Gray is a color that can bounce really well off each other with orange. Dark gray looks stunning alongside rich burnt orange, creating a modern and cozy vibe. Paint walls in charcoal gray and add texture with thick crochet orange blankets or glossy orange cabinets.
This color scheme can make a nice contemporary change in a home office or living room, as it evokes positivity and creativity. It’s also a very gender-neutral color pairing that has no hint of femininity or masculinity.
Orange will make for an inviting and cozy atmosphere when used with dark gray, or it can look more eclectic and bright when used alongside pale shades of gray. Choose gray colors with cool undertones to create the best contrast with orange, which is a very warm color.
Gray and navy blue is a classic color pairing that can be used to achieve a dramatic nautical look or a sleek and elegant feel. For a nautical vibe, use navy blue and gray with accents of white or rich brown furniture.
Nautical-themed rooms tend to have a more formal feel compared with coastal-themed rooms, which can have the same color scheme but feel more breezy and casual. In a nautical-themed room, you can use any shade of gray with navy blue, though a medium shade will be best for achieving a style that is more sophisticated.
You can also use gray and navy blue in mid-century modern-style spaces, focusing on clean lines and classic luxury. To achieve this, paint the walls navy blue and choose a gray sofa and gray furnishings, and add a further accent color in a jewel tone such as emerald green.
Depending on the tone of green you choose, it can be energizing and revitalizing, such as lime green, or soothing and calming, such as olive green.
You can pair almost any shade of green with gray and achieve an appealing palette, but for an especially stylish look, opt for shades of green that are trending in interior design right now. These include emerald green and sage green. Emerald green can be used with gray to achieve a luxurious contemporary look.
Choose mid to deep gray walls and velvet emerald green sofas for a rich, modern vibe. For a more natural look that is reminiscent of mossy mountain sides or Mediterranean olive groves, choose dusky sage green with light gray and enjoy the refreshing atmosphere this provides.

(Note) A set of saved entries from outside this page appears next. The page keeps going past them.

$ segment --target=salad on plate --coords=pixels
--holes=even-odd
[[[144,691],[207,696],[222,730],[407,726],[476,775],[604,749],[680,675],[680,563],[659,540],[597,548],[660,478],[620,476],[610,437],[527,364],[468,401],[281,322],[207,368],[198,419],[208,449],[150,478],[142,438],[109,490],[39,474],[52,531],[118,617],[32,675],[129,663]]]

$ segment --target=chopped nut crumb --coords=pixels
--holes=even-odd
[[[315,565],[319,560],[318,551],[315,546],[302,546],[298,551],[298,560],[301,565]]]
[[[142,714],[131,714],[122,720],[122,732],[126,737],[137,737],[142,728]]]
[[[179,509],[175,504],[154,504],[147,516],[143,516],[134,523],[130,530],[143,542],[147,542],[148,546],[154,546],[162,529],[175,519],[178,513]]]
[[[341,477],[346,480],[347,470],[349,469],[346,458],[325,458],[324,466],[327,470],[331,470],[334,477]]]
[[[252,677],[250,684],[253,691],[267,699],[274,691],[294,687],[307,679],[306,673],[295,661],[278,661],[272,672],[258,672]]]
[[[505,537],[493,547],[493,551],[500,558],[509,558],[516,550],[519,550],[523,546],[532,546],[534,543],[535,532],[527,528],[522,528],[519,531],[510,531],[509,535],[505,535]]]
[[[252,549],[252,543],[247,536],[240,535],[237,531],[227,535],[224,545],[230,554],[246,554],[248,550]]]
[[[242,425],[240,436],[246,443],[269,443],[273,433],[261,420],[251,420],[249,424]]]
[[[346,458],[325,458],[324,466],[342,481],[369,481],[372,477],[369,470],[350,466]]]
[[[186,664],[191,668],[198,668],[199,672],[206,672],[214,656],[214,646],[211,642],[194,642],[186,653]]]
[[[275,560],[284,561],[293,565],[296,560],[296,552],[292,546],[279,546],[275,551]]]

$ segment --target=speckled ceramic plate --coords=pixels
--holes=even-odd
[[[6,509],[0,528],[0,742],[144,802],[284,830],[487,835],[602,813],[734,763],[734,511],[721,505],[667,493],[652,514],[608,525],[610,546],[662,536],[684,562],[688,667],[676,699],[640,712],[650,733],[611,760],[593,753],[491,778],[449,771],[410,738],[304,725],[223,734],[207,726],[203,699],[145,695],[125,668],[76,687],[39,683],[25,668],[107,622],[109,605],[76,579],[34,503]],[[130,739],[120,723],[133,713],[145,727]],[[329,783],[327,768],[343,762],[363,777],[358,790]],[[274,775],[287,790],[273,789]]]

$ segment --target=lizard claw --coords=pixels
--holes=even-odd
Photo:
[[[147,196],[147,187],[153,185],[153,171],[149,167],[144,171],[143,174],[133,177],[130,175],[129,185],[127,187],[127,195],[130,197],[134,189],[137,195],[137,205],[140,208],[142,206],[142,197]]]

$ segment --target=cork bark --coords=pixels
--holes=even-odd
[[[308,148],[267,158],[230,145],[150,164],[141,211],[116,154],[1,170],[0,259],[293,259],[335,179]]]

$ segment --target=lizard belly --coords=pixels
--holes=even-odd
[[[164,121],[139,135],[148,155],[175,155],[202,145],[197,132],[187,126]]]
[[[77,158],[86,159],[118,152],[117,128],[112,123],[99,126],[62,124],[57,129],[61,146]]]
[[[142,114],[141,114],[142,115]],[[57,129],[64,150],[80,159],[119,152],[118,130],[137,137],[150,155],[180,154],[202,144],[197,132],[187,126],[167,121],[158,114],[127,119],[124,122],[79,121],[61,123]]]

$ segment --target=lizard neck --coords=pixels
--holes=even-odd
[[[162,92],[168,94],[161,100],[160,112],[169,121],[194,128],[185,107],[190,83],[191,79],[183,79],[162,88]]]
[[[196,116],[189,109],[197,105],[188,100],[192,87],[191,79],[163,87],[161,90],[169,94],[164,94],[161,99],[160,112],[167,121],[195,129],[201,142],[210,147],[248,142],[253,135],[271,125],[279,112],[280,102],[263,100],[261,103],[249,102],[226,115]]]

Brown and gray might seem like an unlikely pairing, but these two colors, when used well together, make for a very classy style. As these are both neutral colors, they can be used as a background color palette to which you can add an accent color, such as teal or peacock blue.
Brown and gray can also be used alone, and despite being neutral, shades can contrast each other nicely due to their different undertones. To ensure balance in the room, use a warm brown with a cool gray.
This could include cool gray walls with blue undertones and a rich brown hardwood floor with golden tones. The balance achieved by using both cool and warm shades ensures the energy in the space feels level.
See more brown color ideas in our post on colors that go with brown.
Yellow and gray are two colors that balance each other out perfectly. Gray makes yellow more muted so that it is not too overstimulating, and yellow brings feelings of warmth and positivity where gray could feel dull and depressing.
They are a contemporary color pairing that is commonly used in Scandinavian design with geometric patterns and functional furniture.
Use this color palette in a room in which you want to be fresh and casual, adding white as the third color for an airier feel or black for sharper contrast.